Ora, ele cria a ilusão que nossos problemas decorrem da forma do Estado e de sua corrupção como se nos Estados Unidos fosse diferente. Como se lá também o Estado não fosse comprado pelas grandes corporações. Toda corrupção real é sempre advinda da compra da política pelo mercado. O resto é só mera consequência disso. Na verdade, nossos problemas decorrem da desigualdade e do ódio ao pobre que herdamos da escravidão que nunca foi criticada efetivamente entre nós. A corrupção do Estado, que é real, mas é muito menor que a corrupção do mercado em isenções fiscais, sonegação, juros absurdos etc., é usada para tornar invisível não só a corrupção real dos juros maiores do mundo e da dívida pública que é uma fraude contra a sociedade, mas também para tornar secundário o ódio ao pobre e a desigualdade perversa brasileira. Hoje fica claro que a classe média que saiu as ruas contra o PT não foi contra a corrupção. Se fosse, a corrupção de outros partidos, hoje muito mais visível e comprovada inclusive com alusões a assassinatos como prática normal, teria que ter mandado muito mais dessa gente à rua. Ninguém foi. Então, resta a pergunta: se não foi por conta da corrupção, de onde vem o ódio de parte da classe média mais conservadora ao PT? Ora, a mesma classe média que foi às ruas em um arremedo de “povo” era a mesma que reclamava dos pobres em aeroportos e em shopping centers antes restrito às classes médias. Era o pessoal que odiou essa coisa de pobre estudar em universidade, afinal o privilégio da classe média é baseado no acesso restrito a ela do conhecimento altamente valorizado das universidades, das línguas estrangeiras e tudo o mais que confere alto salário e prestígio. Quando a grande imprensa, que é tanto parte quanto instrumento da elite do saque, começa ilegal e seletivamente a publicar denúncias só contra o PT – e isso foi assim três anos seguidos entre 2013 e 2016 –, a fração protofascista da classe média abraçou a ideia com alegria. Primeiro deu a ela a falsa impressão de que ela é protagonista de alguma coisa na vida e depois o pretexto perfeito para vestir de dignidade seu ódio secular ao pobre que estava ascendendo um pouco de vida. Ao invés de ser visto como o canalha que odeia os pobres e os mais frágeis passa a ser visto como herói da moralidade, como defensor da limpeza ética nacional.
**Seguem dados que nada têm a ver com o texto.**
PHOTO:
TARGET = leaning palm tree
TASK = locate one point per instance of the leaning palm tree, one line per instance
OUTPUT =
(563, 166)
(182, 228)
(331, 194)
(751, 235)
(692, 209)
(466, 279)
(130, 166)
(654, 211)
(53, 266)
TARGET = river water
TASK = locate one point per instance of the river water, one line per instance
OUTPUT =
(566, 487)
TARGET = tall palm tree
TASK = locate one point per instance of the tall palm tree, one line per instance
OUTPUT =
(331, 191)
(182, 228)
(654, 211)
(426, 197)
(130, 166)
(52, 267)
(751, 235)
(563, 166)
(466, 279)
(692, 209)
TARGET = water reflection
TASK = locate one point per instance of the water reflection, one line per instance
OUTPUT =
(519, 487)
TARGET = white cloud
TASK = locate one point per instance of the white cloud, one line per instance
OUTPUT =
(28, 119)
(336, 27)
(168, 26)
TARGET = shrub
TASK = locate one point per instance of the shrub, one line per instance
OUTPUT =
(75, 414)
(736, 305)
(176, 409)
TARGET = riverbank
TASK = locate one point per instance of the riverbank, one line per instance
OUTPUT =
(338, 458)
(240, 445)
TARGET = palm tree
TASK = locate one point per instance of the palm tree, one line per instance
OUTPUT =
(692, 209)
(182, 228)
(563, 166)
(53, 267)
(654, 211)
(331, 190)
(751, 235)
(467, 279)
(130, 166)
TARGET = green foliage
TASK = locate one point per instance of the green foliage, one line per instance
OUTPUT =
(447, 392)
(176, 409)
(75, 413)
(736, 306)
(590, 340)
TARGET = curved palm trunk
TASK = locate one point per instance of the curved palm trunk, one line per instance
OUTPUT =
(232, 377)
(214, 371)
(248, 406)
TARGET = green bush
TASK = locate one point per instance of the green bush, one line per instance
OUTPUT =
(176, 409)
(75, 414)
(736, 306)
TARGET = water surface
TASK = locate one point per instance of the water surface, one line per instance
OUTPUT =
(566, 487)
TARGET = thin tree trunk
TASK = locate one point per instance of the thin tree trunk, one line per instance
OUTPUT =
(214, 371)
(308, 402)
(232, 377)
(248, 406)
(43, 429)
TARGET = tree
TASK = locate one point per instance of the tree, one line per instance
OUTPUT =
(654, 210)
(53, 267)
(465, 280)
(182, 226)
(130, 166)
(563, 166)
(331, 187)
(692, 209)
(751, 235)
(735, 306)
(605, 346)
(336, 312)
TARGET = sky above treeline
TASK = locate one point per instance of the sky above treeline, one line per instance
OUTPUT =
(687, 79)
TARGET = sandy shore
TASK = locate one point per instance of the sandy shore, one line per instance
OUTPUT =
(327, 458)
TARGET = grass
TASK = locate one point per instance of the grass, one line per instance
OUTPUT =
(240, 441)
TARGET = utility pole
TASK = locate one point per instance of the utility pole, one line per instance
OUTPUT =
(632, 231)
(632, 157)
Esse é o método de todo fascismo na história: travestir o ódio inconsciente em falsas bandeiras moralistas. Ou seja, serve para racionalizar e justificar o ódio.

No título, você reivindica o reconhecimento do que significou séculos de escravidão no Brasil. Por que essa perspectiva, a seu ver, é mais relevante que outras análises para se compreender os conflitos do país? 

As ideias que sempre serviram para explicar o Brasil foram patrimonialismo, personalismo e populismo. É tudo bobagem e é tudo mentira. É isso que o livro mostra em detalhe e creio que de modo convincente para qualquer leitor que ame a verdade. Patrimonialismo é mentira porque quem rouba é o mercado que compra a política e o judiciário e a imprensa para roubar de verdade e ter uma imprensa para distorcer a realidade para o povo. Um exemplo serve: a farsa da Lava Jato se vangloria de ter restituído um R$ 1 bilhão aos cofres públicos. Ora, só uma isenção fiscal de um grande banco há poucos meses atrás equivaleu a 25 Lava Jatos. Sem contar os trilhões de juros abusivos – os maiores do mundo sem razão para isso – embutidos nos preços de mercado que todos pagamos para o bolso de meia dúzia de bancos e rentistas. Quem é feito de imbecil nesta história? E porque nunca temos uma auditoria da dívida pública? Ora, porque para os especialistas a dívida pública é o roubo real com títulos falsos e fraudulentos. Mas isso não sai na imprensa. Claro, a imprensa é comprada para distorcer o mundo e ver o roubo apenas dos políticos, que ficam na realidade, com a gorjeta do saque da elite do dinheiro. Essas ideias servem para isso, para inverter e distorcer o mundo em favor do saque e da rapina da elite do dinheiro.